Colm Doherty: 'aggressive cuts'

JOB cuts at AIB may be as high as 2,000 – or 20% of its Irish workforce – when they are announced later this year, the Sunday Tribune has learned.

The bank, which will this week report its biggest-ever loss, is expected to detail the extent of the job losses only after securing European Union approval for its re­structuring plan in September and getting the disposal of assets across the line, sources said.

The restructuring plan will chart the bank's course back to profitability and off of state aid. That will involve dramatic cuts to its cost base, which will affect most areas of the bank's Irish division and areas that supported its overseas operations.

One source told the Sunday Tribune that the cuts will be in the region of 1,500 to 2,000, though the eventual figure may creep higher.

AIB employed 24,681 people at the end of last year. AIB's Irish retail banking operation has 7,284 employees and its group centre, which supports the bank's various activities, employs 2,870 people.
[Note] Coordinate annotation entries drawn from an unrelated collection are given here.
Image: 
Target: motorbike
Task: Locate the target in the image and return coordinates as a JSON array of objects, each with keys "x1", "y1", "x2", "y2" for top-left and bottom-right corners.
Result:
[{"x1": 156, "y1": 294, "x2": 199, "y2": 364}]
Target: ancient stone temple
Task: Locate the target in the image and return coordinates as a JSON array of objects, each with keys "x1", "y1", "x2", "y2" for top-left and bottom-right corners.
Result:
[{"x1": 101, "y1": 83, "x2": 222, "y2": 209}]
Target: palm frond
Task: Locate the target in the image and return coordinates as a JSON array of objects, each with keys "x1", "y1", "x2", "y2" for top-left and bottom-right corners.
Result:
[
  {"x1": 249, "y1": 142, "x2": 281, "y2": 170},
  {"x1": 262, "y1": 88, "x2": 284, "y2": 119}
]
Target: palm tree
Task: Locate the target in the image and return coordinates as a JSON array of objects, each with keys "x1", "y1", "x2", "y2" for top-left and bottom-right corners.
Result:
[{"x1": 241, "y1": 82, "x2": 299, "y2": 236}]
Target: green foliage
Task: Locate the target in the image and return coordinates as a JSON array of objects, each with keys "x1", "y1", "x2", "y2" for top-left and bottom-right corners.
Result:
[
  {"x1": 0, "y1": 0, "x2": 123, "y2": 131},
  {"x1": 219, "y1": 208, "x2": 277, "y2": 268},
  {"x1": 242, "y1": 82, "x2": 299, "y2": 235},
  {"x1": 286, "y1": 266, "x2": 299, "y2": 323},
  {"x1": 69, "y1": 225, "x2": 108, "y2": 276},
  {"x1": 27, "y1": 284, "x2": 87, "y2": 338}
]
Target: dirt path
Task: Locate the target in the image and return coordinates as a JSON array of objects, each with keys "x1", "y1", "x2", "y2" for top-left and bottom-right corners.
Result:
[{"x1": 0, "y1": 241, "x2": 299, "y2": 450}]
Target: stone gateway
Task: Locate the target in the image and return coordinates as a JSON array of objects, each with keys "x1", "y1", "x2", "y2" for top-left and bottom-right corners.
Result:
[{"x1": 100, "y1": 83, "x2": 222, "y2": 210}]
These are the areas most likely to be targeted for cuts, the source said.

The bank declined to comment last week, though it has made no secret of its intention to address its costs.

"It's clear to me that we are going to have to engage in relatively aggressive cost reductions," the bank's managing director Colm Doherty told analysts in March. He said the bank had already cut 1,600 jobs in the past 18 months.

Job losses in the banking sector are mounting up. Bank of Ireland last month said it was cutting 750 jobs through a voluntary redundancy scheme, while more than 1,000 people have left Ulster Bank. Anglo Irish Bank is reducing its workforce to 1,000, down from its peak of 1,850 in 2007.

AIB will announce the biggest loss in its history when it publishes first-half results on Wednesday. Analysts at NCB Stockbrokers forecast the bank may post a pre-tax loss of €3bn – double the figure of a year earlier – after taking writedowns on its loans going to Nama of €3bn.

NCB analyst Ciaran Call­aghan said non-Nama loan losses could reach €1.2bn.

The bank is scrambling to raise €7.4bn by the end of the year to boost its capital to the level set by the Financial Regulator in March.

AIB is selling its 70% stake in Poland's Bank Zachodni WBK, its 24% holding in US lender M&T Bank and its UK operations.

Four bidders have em­erged for Bank Zachodni and a deal to sell AIB's stake is expected in the coming weeks. A deal to sell its stockbroking division Goodbody to Kerry-based Fexco is understood to be edging closer.

Despite the asset sales, AIB is expected to end up with the state owning a majority of the bank. The government currently owns 18% of AIB.

Shares in the bank fell 4.3% last week to close at 94 cents. The shares have plunged 22% this year, giving AIB a market value of about €1bn.